Looking around, I saw Old Toombs, his great solid figure mounted high on the wagon seat, the reins held fast in the fingers of one hand. I was struck by the strange expression in his face--a sort of grim exaltation. As I stepped aside he burst out in a loud, shrill, cackling laugh:
"He-he-he--he-he-he--"
I was too astonished to speak at once. Ordinarily when I meet any one in the town road it is in my heart to cry out to him, "Good morning, friend," or, "How are you, brother?" but I had no such prompting that day.
"Git in, Grayson," he said; "git in, git in."
I climbed up beside him, and he slapped me on the knee with another burst of shrill laughter.
"They thought they had the old man," he said, starting up his horses. "They thought there weren't no law left in Israel. I showed 'em."
I cannot convey the bitter triumphancy of his voice.
"You mean the road case?" I asked.
"Road case!" he exploded, "they wan't no road case; they didn't have no road case. I beat 'em. I says to 'em, 'What right hev any o' you on my property? Go round with you,' I says. Oh, I beat 'em. If they'd had their way, they'd 'a' cut through my hedge--the hounds!"
When he set me down at my door, I had said hardly a word. There seemed nothing that could be said. I remember I stood for some time watching the old man as he rode away, his wagon jolting in the country road, his stout figure perched firmly in the seat. I went in with a sense of heaviness at the heart.
"Harriet," I said, "there are some things in this world beyond human remedy."
Two evenings later I was surprised to see the Scotch Preacher drive up to my gate and hastily tie his horse.
"David," said he, "there's bad business afoot. A lot of the young fellows in Swan Hill are planning a raid on Old Toombs's hedge.

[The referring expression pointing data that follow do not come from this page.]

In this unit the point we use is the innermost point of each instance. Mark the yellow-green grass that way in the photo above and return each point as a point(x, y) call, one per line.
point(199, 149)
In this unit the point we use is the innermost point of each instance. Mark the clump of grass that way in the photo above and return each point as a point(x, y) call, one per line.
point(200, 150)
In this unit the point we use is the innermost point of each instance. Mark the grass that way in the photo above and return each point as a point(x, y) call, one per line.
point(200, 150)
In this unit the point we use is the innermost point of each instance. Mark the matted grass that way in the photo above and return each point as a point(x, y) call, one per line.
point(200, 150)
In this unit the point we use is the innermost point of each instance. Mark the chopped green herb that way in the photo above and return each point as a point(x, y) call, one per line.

They are coming down to-night."
I got my hat and jumped in with him. We drove up the hilly road and out around Old Toombs's farm and thus came, near to the settlement. I had no conception of the bitterness that the lawsuit had engendered.
"Where once you start men hating one another," said the Scotch Preacher, "there's utterly no end of it."

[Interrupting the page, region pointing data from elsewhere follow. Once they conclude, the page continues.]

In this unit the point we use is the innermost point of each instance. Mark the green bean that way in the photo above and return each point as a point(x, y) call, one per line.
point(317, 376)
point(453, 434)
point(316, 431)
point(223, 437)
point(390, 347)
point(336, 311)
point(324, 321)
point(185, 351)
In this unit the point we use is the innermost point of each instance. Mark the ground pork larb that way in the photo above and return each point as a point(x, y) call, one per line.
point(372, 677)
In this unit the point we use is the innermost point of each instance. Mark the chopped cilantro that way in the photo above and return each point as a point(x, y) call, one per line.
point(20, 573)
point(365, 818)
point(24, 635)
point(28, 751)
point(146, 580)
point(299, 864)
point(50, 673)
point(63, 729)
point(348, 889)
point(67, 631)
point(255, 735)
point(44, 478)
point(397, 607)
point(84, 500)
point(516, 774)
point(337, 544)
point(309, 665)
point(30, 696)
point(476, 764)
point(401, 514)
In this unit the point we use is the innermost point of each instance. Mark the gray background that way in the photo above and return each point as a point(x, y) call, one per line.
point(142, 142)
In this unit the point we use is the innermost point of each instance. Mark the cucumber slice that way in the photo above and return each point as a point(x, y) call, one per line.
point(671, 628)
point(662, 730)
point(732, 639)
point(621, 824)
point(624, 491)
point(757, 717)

I have seen our Scotch Preacher in many difficult places, but never have I seen him rise to greater heights than he did that night. It is not in his preaching that Doctor McAlway excels, but what a power he is among men! He was like some stern old giant, standing there and holding up the portals of civilization.
I saw men melt under his words like wax; I saw wild young fellows subdued into quietude; I saw unwise old men set to thinking.
"Man, man," he'd say, lapsing in his earnestness into the broad Scotch accent of his youth, "you canna' mean plunder, and destruction, and riot! You canna! Not in this neighbourhood!"
"What about Old Toombs?" shouted one of the boys.
I never shall forget how Doctor McAlway drew himself up nor the majesty that looked from his eye.
"Old Toombs!" he said in a voice that thrilled one to the bone, "Old Toombs! Have you no faith, that you stand in the place of Almighty God and measure punishments?"